In a traditional Word2Vec problem:
- Words appear inside sentences
- Context and order matter
- The model learns semantic relationships between words
Our use case was very different. Instead of words, we used audience IDs. Instead of sentences, we used the collection of audiences assigned to each user. A single user effectively became a “document” composed of audience memberships. Unlike natural language, there is no true order to these audience IDs. A user belonging to “Frequent Travelers” and “Luxury Consumers” carries the same meaning regardless of sequence. Window size and syntax become largely irrelevant. Yet despite breaking many assumptions of traditional NLP, the embedding approach still worked remarkably well.
Learning Behavioral Relationships Between Audiences
By training a Word2Vec-like embedding model on audience co-occurrence patterns, we generated dense vector representations for audience segments. What emerged was surprisingly meaningful. Audiences that frequently appeared together across users became positioned close to each other in embedding space. Over time, clusters naturally formed around broader behavioral or contextual themes.
For example:
- Travel-related audiences grouped together
- Financial and luxury-oriented audiences formed neighboring clusters
- Gaming and entertainment audiences developed their own embedding regions
This gave us something powerful: A numerical representation of behavioral similarity between audiences, learned entirely from large-scale user behavior.
Creating the “Average User” of a Seed Audience
Once we had audience embeddings, we could construct look-alike models in a very lightweight but scalable way.

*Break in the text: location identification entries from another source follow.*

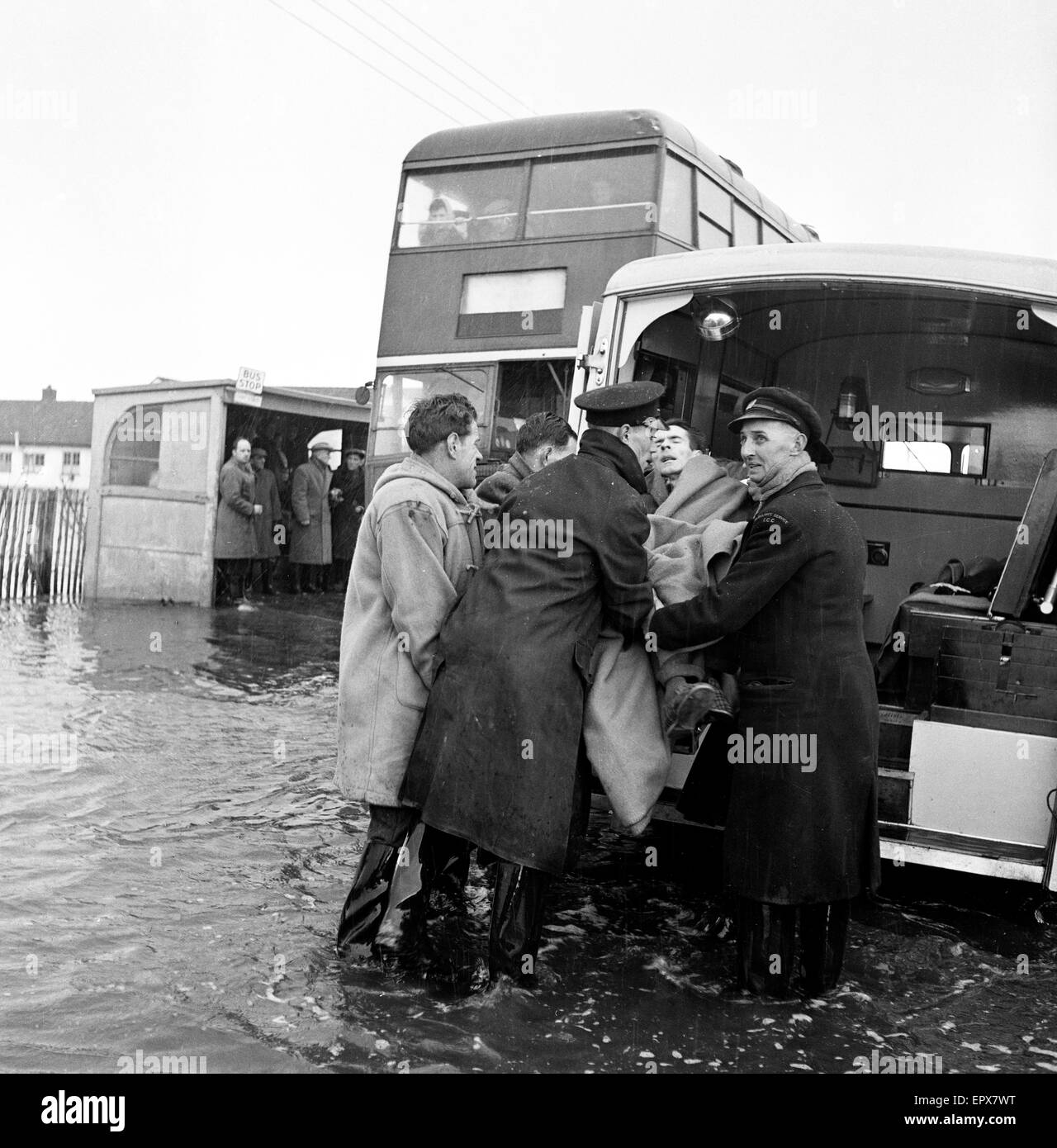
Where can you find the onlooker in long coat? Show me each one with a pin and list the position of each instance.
(498, 759)
(264, 524)
(801, 830)
(347, 514)
(235, 542)
(310, 532)
(418, 549)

For every user in a seed audience:
- We aggregated the embeddings of all audiences assigned to that user
- This produced a single vector representation of the user’s overall behavioral profile
We then aggregated all user vectors inside the seed audience to create what we internally viewed as:
- The “center of gravity” of the audience.
- This vector represented the behavioral fingerprint of the seed audience as a whole.

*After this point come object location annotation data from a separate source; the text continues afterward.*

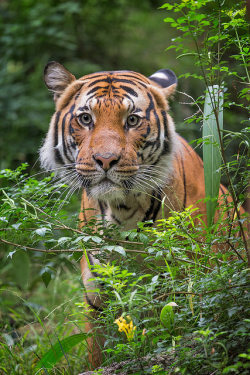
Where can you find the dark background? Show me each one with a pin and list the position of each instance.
(85, 36)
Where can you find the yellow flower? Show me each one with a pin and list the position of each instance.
(126, 326)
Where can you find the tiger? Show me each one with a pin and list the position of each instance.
(113, 131)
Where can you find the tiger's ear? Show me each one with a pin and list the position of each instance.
(57, 78)
(166, 79)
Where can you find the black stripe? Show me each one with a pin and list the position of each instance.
(103, 211)
(58, 157)
(150, 107)
(158, 128)
(184, 184)
(165, 123)
(129, 90)
(63, 132)
(156, 210)
(124, 80)
(92, 305)
(96, 89)
(109, 80)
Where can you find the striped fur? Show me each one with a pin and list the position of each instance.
(125, 170)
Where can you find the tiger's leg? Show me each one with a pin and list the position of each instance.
(93, 302)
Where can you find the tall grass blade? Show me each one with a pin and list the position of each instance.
(211, 148)
(58, 350)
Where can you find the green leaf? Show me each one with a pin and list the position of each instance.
(167, 316)
(46, 277)
(50, 358)
(118, 249)
(21, 265)
(211, 148)
(42, 231)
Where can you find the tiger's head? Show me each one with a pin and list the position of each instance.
(111, 132)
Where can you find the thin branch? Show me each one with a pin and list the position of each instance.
(62, 250)
(204, 293)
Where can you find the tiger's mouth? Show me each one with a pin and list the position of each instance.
(106, 189)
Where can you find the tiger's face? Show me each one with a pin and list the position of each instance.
(111, 130)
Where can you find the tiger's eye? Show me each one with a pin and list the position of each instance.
(85, 118)
(132, 120)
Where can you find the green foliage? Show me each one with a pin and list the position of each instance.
(59, 350)
(143, 273)
(139, 279)
(211, 148)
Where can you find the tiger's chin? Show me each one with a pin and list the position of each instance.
(106, 191)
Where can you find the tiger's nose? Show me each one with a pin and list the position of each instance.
(107, 160)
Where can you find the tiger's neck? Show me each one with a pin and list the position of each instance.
(133, 209)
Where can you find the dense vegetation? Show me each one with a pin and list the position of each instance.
(188, 302)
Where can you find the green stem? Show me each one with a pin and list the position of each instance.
(242, 54)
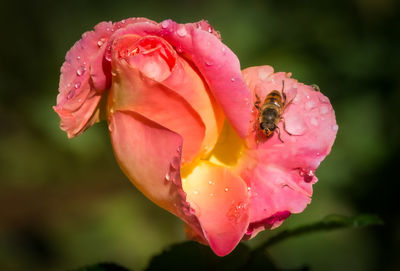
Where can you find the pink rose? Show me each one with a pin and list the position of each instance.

Ranking Look-Alike Candidates
With this audience centroid established, generating look-alike users became straightforward.

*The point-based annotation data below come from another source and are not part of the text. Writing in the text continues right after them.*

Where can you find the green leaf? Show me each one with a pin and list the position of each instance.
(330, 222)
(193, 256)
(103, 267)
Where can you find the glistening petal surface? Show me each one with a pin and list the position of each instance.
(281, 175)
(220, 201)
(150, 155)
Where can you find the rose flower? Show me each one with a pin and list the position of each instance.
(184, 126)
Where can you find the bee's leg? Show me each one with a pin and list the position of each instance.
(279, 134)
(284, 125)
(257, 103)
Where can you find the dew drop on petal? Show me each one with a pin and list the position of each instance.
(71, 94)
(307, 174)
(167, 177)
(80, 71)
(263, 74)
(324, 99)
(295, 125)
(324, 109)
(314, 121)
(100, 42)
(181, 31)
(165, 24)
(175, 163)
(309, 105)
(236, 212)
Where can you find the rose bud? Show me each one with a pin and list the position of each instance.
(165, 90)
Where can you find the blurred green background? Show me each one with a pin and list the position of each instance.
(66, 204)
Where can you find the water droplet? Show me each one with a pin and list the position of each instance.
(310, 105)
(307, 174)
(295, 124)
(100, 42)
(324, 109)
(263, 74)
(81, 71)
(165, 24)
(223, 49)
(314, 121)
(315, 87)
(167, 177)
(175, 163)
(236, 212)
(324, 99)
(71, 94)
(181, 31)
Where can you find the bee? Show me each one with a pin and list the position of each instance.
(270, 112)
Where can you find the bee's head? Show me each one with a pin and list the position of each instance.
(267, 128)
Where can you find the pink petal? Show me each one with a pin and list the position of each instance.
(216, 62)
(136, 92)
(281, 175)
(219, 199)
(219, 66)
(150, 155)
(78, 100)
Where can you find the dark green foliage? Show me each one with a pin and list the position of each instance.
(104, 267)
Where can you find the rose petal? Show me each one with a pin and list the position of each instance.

For each candidate user outside the seed audience:
- We computed their own aggregated embedding vector
- We measured cosine similarity against the seed audience centroid
- We ranked candidates by distance from the audience center
The closer a candidate was to the centroid, the more behaviorally similar they were to the original audience.
This approach gave us something extremely valuable operationally:
- A controllable expansion mechanism
- Adjustable scale vs. quality tradeoffs
- Efficient ranking at very large scale
- A reusable embedding framework across many audience types
Validating the Model
The most important question was whether embedding distance actually correlated with real-world audience affinity – It did. As candidate users became farther from the seed audience centroid, we observed measurable declines in behavioral similarity and downstream audience performance metrics. This confirmed that the embedding space was capturing meaningful behavioral structure rather than random mathematical proximity.
From Experiment to Production
What started as an unconventional application of NLP concepts evolved into a production-grade look-alike system generating real business value today. The project demonstrated something we find increasingly important in machine learning:
- Some of the most effective ideas emerge when techniques are applied outside their original domain.
- Language models helped us understand audiences not because audiences are language, but because large-scale behavioral relationships can often be learned the same way semantic relationships are learned in text.
- Sometimes patterns tell the whole story. We leave statistical signals everywhere and then act surprised when machines notice.